Too Simplistic To Attribute All Changes To Brexit, Says Report

04.03.2019

David Shirt, Press Officer | 0161 838 3094

Brexit is having some tangible impacts on foreign direct investment (FDI), but it’s important to look at other economic factors before attributing changes to the uncertainty caused by the UK’s decision to leave the EU - says a new report.

According to an FDI review produced for Irwin Mitchell by the Centre for Economics & Business Research (Cebr), many major companies have made announcements about their operations in the UK which demonstrate a more tangible effect of Brexit. 

It says, however, that it is too simplistic to claim that all FDI announcements are because of Brexit, or that the UK is no longer an attractive place to invest.

For example, although Jaguar Land Rover decision to pause its sites across the West Midlands between April 8th and April 12th are attributable to Brexit, Nissan’s decision to move production to Japan also reflects the waning demand for diesel vehicles in Europe coupled with the fast growing Asian market.

It also cites Norway’s sovereign wealth fund which has around $1 trillion of assets.
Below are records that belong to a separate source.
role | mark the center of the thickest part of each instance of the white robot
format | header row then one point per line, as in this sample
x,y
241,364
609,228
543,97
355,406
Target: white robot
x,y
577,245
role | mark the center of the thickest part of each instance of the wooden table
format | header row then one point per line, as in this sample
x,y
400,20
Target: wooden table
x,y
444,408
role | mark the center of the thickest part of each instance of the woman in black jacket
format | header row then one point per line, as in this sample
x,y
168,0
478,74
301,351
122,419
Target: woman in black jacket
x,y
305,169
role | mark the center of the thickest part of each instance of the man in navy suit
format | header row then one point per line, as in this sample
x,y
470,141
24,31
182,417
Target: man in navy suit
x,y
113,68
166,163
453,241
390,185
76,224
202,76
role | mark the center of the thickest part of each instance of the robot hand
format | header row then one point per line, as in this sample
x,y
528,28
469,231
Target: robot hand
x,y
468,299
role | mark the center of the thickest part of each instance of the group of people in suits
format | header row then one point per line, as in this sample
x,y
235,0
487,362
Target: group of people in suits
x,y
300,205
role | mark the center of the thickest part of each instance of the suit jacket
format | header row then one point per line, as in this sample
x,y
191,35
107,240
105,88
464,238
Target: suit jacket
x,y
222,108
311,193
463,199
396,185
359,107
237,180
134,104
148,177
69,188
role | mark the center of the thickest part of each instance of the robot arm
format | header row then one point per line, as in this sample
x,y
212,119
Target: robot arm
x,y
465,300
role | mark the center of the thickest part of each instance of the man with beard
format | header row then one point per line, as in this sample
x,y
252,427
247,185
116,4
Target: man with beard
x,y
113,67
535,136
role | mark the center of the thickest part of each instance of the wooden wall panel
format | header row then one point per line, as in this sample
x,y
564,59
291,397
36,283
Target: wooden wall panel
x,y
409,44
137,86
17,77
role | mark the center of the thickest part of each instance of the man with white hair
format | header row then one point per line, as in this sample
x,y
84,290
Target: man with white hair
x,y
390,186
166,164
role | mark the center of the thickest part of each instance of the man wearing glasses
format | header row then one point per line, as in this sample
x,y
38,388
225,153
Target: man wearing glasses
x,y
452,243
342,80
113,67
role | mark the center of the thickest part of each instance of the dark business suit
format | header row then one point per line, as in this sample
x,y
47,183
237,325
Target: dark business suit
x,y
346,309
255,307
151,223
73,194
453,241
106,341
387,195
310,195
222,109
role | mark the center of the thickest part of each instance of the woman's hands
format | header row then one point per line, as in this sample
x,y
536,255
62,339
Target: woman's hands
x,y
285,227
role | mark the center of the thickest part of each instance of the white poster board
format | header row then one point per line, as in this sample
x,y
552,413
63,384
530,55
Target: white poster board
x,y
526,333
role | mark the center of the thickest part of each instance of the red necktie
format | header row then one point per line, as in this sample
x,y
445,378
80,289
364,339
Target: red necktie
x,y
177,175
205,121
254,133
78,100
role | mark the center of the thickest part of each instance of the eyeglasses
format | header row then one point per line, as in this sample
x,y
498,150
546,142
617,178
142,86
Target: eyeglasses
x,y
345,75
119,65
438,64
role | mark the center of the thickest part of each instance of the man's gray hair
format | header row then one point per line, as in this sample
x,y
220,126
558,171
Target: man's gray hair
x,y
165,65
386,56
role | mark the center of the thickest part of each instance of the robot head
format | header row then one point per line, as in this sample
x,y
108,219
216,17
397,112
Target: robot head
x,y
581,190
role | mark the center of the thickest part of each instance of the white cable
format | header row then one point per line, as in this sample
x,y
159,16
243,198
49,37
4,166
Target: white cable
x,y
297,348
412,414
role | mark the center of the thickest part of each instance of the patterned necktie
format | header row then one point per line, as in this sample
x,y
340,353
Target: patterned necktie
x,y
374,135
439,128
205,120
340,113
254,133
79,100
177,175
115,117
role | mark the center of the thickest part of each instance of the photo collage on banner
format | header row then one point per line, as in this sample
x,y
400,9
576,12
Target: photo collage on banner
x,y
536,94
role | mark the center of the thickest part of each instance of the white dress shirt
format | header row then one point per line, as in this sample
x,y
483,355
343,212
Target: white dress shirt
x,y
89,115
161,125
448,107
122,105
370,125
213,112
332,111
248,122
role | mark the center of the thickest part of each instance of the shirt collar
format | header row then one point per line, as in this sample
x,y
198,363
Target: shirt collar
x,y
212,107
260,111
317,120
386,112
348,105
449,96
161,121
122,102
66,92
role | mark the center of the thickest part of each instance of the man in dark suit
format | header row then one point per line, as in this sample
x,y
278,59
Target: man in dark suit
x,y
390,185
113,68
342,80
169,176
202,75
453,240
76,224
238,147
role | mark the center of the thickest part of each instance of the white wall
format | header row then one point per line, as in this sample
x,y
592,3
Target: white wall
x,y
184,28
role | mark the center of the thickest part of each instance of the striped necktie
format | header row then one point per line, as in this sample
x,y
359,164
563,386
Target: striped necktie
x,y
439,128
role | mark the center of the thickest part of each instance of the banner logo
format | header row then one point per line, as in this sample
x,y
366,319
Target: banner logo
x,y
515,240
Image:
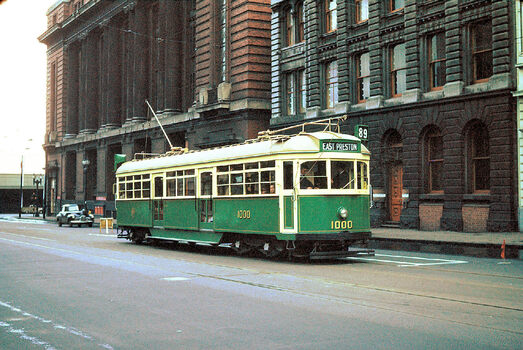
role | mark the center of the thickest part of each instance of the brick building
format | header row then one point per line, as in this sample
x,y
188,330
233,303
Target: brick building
x,y
432,79
203,65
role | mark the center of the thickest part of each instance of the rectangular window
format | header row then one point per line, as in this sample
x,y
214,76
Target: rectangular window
x,y
331,15
363,76
398,70
289,28
331,84
302,91
435,158
362,10
395,5
482,51
300,15
480,159
437,66
290,91
295,92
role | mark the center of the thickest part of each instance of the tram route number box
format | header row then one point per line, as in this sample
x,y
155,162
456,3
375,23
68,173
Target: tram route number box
x,y
340,146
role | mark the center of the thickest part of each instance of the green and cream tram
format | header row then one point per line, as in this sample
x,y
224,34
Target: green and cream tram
x,y
302,195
This fund has recently indicated that it will increase its investment in the UK, stating that short-term political developments do not change their long-term view of the UK as a destination for investment. 

Expert Opinion
“Brexit negotiations are at a crucial point now and hopefully by the end of this month there will be far more clarity on how we will leave the EU. The UK continues to be a highly attractive place in which to invest and I’m confident that FDI will increase over the next year.”
Bryan Bletso, Partner

The report also highlights some of the latest data on foreign direct investment (FDI) into the UK.

- US investors by a considerable margin have a larger presence in the UK than investors from any other country in terms of the stock of assets held. 

- Collectively though the EU holds a larger stock of UK assets than US investors. 

- The stock of UK assets held by EU investors fell by £124 billion between 2016 and 2017. 

- 28% of the total stock of UK assets owned by foreign entities are portfolio investments, equating to over £3.1 trillion of capital. 

- Nearly two thirds of UK assets held by Irish investors are portfolio investments, where the investor has less than a 10% ownership of the recipient firm. Portfolio investments are far more liquid than direct investments, meaning that there is a higher risk of capital outflows.